While investigating this latest murder, Marie turns up alive and well. Winston deduces that a double impersonating Marie was killed by mistake. Marie was the beneficiary of her father’s will. Someone wanted to use the double in Marie’s place but someone else killed her by mistake. He believes that there are two factions going on. Both are after Marie’s estate and both are not above murder.

“The Thirteenth Guest” was released in 1932 and was directed by Albert Ray. It is a low budget “B” mystery movie made by Monogram Pictures. It was based on the 1929 novel by crime fiction writer Armitage Trail. It’s basically a version of an “Old Dark House” mystery.
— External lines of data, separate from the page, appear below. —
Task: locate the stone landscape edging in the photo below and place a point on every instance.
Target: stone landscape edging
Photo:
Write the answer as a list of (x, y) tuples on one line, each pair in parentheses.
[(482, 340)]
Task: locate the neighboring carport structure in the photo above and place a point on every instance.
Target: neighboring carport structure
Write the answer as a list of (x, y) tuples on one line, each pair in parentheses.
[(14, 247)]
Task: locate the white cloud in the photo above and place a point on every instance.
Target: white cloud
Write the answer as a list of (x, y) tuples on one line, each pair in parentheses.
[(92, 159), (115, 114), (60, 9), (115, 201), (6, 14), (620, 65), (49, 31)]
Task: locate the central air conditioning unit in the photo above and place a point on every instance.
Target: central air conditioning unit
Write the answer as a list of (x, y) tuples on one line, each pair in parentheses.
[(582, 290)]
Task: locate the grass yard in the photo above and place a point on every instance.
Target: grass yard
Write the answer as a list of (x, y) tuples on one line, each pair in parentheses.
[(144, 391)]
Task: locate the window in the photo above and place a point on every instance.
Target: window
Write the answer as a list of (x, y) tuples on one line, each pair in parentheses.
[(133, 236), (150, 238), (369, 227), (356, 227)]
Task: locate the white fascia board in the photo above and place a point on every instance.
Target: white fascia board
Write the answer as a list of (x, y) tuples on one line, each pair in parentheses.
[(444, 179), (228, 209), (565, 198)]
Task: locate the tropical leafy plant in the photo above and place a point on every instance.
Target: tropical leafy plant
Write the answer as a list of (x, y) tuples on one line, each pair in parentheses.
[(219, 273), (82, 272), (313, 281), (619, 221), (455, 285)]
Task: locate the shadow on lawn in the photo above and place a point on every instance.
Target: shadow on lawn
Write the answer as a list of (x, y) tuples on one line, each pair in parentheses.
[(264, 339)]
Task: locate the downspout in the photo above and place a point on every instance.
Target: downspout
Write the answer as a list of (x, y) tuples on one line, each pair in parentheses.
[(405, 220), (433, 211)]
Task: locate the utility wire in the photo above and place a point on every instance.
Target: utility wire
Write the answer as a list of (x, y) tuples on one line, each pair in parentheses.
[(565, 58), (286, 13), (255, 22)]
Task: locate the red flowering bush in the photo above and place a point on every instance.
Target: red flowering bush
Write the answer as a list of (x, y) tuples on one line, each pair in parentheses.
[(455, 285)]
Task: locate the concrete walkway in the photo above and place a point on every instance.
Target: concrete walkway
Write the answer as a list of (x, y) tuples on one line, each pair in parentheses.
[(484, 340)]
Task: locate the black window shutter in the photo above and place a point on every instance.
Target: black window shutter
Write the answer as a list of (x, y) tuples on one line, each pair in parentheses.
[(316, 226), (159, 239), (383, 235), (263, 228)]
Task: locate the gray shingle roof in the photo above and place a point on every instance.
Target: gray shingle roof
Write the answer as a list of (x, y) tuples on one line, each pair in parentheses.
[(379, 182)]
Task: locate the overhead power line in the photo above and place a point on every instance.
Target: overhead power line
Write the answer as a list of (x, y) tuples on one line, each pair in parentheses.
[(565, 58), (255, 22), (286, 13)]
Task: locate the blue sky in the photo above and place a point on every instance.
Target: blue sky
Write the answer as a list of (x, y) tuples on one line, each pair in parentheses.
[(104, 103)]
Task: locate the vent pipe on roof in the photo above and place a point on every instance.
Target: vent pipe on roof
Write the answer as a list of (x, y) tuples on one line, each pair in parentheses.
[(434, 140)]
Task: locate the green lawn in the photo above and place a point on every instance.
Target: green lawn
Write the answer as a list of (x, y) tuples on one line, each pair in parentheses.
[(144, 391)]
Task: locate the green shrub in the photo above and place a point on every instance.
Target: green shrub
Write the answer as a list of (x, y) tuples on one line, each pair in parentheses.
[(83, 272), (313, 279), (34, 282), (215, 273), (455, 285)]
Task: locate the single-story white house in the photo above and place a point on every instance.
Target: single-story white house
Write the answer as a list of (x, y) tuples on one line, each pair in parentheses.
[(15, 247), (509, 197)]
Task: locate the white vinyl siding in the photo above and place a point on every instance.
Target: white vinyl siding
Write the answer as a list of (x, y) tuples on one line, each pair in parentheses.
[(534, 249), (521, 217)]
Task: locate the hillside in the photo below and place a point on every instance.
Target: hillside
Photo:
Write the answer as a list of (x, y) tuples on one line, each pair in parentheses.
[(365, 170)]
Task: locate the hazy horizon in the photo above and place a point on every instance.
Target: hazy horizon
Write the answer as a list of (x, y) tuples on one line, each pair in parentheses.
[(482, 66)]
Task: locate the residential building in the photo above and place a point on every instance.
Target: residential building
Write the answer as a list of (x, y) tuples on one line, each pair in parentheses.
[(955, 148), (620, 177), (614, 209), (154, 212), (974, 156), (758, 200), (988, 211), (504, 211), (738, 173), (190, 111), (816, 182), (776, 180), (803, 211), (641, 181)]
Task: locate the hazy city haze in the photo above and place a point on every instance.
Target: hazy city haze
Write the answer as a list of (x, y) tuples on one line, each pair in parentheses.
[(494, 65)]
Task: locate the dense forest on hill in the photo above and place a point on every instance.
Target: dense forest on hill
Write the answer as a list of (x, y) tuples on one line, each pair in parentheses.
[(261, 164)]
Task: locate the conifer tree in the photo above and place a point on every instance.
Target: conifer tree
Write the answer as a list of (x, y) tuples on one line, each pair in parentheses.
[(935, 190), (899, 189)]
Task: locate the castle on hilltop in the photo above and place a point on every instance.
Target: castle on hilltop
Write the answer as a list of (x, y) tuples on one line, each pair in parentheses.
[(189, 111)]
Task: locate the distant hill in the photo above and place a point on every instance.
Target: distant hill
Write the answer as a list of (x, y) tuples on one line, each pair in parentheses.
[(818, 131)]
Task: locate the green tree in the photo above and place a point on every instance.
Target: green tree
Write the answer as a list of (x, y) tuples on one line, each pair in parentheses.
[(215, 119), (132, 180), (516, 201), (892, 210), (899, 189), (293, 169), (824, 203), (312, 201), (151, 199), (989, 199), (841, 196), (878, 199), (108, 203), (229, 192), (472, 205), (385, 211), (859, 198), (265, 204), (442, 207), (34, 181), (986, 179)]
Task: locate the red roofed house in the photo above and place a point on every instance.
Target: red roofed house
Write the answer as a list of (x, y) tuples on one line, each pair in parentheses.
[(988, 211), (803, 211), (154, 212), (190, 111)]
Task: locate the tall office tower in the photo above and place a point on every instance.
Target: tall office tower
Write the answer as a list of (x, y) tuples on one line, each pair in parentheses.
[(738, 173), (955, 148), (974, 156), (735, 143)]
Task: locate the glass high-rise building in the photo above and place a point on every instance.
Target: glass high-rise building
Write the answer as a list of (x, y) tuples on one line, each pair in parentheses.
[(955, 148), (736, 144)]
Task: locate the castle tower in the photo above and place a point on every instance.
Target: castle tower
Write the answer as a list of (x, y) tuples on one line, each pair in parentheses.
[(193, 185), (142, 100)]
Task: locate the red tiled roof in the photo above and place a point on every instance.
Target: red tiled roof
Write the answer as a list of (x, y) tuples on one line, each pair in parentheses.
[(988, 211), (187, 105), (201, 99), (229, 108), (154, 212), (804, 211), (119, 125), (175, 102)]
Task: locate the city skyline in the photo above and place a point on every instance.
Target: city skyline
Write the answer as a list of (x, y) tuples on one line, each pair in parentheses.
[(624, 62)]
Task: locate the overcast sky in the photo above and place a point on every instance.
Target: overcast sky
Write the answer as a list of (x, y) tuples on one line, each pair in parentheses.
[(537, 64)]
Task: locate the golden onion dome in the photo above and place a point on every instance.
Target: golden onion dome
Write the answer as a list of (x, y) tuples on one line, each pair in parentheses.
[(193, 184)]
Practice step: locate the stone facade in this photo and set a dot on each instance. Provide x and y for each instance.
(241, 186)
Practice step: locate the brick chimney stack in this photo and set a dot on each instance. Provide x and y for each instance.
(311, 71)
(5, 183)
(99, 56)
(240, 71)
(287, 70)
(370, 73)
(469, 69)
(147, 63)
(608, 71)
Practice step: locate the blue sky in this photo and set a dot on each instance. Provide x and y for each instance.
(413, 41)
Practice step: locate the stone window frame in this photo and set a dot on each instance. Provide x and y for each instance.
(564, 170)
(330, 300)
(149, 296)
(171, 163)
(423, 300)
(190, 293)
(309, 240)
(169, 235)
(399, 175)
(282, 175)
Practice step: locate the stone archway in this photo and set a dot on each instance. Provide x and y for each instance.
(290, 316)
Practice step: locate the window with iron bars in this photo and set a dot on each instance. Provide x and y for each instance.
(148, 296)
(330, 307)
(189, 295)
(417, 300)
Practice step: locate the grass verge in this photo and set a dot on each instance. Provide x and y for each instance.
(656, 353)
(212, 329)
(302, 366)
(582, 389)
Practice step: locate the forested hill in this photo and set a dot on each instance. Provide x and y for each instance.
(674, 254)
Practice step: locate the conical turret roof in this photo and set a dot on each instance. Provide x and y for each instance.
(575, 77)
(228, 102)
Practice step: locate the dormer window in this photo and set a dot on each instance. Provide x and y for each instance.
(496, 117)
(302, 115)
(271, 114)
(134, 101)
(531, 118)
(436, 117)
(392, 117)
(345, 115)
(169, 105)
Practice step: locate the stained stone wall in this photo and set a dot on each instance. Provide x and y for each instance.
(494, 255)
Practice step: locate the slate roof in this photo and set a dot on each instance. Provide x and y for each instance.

It is also pre-code. Not that there is anything in it that would go against the code as far as I could see other than the electrocution aspect.

The story is interesting and the acting good. Talbot is a little on the pompous side but not enough to hate him. There is also one police officer as comic relief that is neither comedic nor relief. The film would have been better without him. The plot is a little involved. There are parts that could be a little confusing if you are not paying attention. Otherwise it’s a fun little who-done-it.

The film was remade in 1943 as “The Mystery of the Thirteenth Guest” again by Monogram.